Every day, school students are required to answer questions, solve problems and work in groups. This kind of upfront engagement is challenging for shy students, who are now using blogs to have their voices heard in the classroom.
Jane Hunter, a lecturer in the School of Education at the University of Western Sydney, says many teachers are using blogs (or weblogs) to make responding to class work more accessible for all students.
"Blogs are powerful tools that enable students to be actively engaged in their learning long after they have left the classroom," says Ms. Hunter.
"When teachers encourage students to discuss classroom content online, they provide a space where information and resources can be instantly disseminated and where students can become involved in discussions at their own pace."
Ms. Hunter was formerly a senior officer in the Connected Classrooms Program in the NSW Department of Education and Training (Community). The program is responsible for the development of blogED: a blogging technology that is being utilized by large numbers of students and teachers in both primary and secondary schools.
"School students today are extremely comfortable with new technologies and are well-versed at expressing themselves creatively online by uploading their written work, videos, podcasts and digital stories," says Ms. Hunter.
"When teachers incorporate these technologies into classroom learning, they create a supportive digital space where even the quietest students feel comfortable sharing their views in a range of modes, without any fear of embarrassment or ridicule."
Victor Davidson, a teacher librarian at Birrong Girls' High School in south-western Sydney, participated in a trial of blogED in 2009 and has since developed hundreds of these online learning spaces for his students.
In his longest-running site, 'Fantasy Fan Fiction', students from years 7 to 9 regularly submit their own creative writing and reviews of their favourite books and contribute to ardent debates around, for example, the literary value of Harry Potter versus Twilight.
"Through the blogs we have created a culture of critical engagement and constructivist learning, and it is the quiet kids who are really blossoming," says Mr. Davidson.
"Some of our brightest and most articulate students, who often shy away from face-to-face conversations, have developed an active and dynamic presence online. Through the blogs, they have been able to reveal their unique personalities and ideas, and give the teachers a foundation for developing rapport with them in the classroom."

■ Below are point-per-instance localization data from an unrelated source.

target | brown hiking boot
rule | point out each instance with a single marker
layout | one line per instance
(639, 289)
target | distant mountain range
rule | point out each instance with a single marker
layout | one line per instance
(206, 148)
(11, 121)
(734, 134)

Mr. Davidson is passionate about the benefits of blogging and has passed-on this knowledge and enthusiasm to other teachers at Birrong Girls', including English teacher and year 7 coordinator Livia Pazin.
"I am now using the blog technology to create collaborative learning communities as well as electronic meeting places for students," says Ms. Pazin.
"For example, as year 7 coordinator I have set-up a blog to help students make an effective transition into high school. They can log-on and start conversing with their peers, share ideas, find common ground, and even establish new friendships."
Ms. Pazin says blogs allow for the creation of networks where every student - irrespective of their culture, intelligence or social status - can become more deeply involved in the school community.
"Posting on a blog requires contributors to engage in positive and respectful interchanges that are free of negative personal comments or put-downs. There is no hierarchy in this online environment; all of the contributions have equal weight and there is no fear of judgement or intimidation."
Ms. Hunter says blogED is an ideal tool for integrating curriculum content into school subjects.
"This learning tool operates within NSWDET's intranet, which restricts access to those who have a login. Blogs that are selected to be 'public' are carefully moderated by the teacher," says Ms. Hunter.
"Students can be guided to particular sites to extend their understanding of what is covered in class, and the settings on blogED allow student posts about what they might be learning to be both 'public' and 'private'."